The symbolic derivation is similar to that in your previous Question. I list it here (commented-out) for reference.
Symbolic Derivation —
% syms p t y(t) Y
% p = sym('p%d', [1 2]);
% D1y = diff(y,t);
% D2y = diff(y,t,2);
% Eqn = D2y + p(1)*(1-exp(-10*t)) + p(2)*(1-cos(10*t))*D1y + y == 0;
% yode = odeToVectorField(Eqn);
% Yodefcn = matlabFunction(yode, 'Vars',[t Y p])
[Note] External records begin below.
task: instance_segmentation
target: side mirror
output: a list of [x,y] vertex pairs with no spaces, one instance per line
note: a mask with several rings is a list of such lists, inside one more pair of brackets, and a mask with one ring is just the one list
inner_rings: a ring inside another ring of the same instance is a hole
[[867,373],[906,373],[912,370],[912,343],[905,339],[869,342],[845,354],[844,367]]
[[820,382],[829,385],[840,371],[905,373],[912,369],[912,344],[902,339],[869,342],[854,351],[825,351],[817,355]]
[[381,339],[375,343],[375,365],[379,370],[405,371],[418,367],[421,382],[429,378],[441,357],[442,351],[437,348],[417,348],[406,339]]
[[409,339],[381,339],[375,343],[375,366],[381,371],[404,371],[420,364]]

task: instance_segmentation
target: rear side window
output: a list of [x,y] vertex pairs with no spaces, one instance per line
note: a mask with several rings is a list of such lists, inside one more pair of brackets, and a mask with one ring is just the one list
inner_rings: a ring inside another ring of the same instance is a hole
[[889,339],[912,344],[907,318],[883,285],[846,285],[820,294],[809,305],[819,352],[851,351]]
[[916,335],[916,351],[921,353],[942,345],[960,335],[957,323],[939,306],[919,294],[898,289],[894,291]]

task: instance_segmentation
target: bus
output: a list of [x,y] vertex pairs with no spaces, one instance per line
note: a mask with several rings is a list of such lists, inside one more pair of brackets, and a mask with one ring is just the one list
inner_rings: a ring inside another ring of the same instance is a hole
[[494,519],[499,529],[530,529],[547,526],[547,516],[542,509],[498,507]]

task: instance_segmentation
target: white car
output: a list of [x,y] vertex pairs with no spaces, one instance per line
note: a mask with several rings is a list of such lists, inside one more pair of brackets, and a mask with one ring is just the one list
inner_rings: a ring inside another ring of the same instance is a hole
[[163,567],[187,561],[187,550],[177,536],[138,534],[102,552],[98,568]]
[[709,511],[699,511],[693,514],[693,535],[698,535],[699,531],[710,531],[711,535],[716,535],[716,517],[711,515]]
The code with the varying parameters is therefore straightforward with the results of the symbolic derivation.
The Code —
Yodefcn = @(t,Y,p1,p2) [Y(2);p1.*(exp(t.*-1.0e1)-1.0)-Y(1)+p2.*(cos(t.*1.0e1)-1.0).*Y(2)];
Pmat = [-0.11674 0.05351 1.8989; -0.18115 0.05157 0.6279]; % Parameter & Initial Condition Matrix
tspan = linspace(0, 15, 100);
for k1 = 1:size(Pmat,1)
Y0 = [0 Pmat(k1,3)];
[T{k1},Y{k1}] = ode45(@(t,Y) Yodefcn(t,Y,Pmat(k1,1),Pmat(k1,2)), tspan, Y0);
end
figure(1)
plot(T{1}, Y{1})
hold on
plot(T{2}, Y{2}, '--')
hold off
grid
xlabel('\itt\rm')
ylabel('\ity\rm(\itt\rm)')
The ‘p’ vector in the symbolic derivation are the relevant parameters. These are then entered into the ‘Pmat’ matrix for convenience, the first two columns corresponding to the first two parameters in each differential equation, and the third column the initial condition for the derivative. These are then called in the corresponding iterations of the for loop, and the results saved in the corresponding cell arrays, ‘T’ and ‘Y’. Then figure(1) plots them, the first set with a solid line, and the second set with a dashed line. (I would have added a legend if I knew what to call the plotted values.)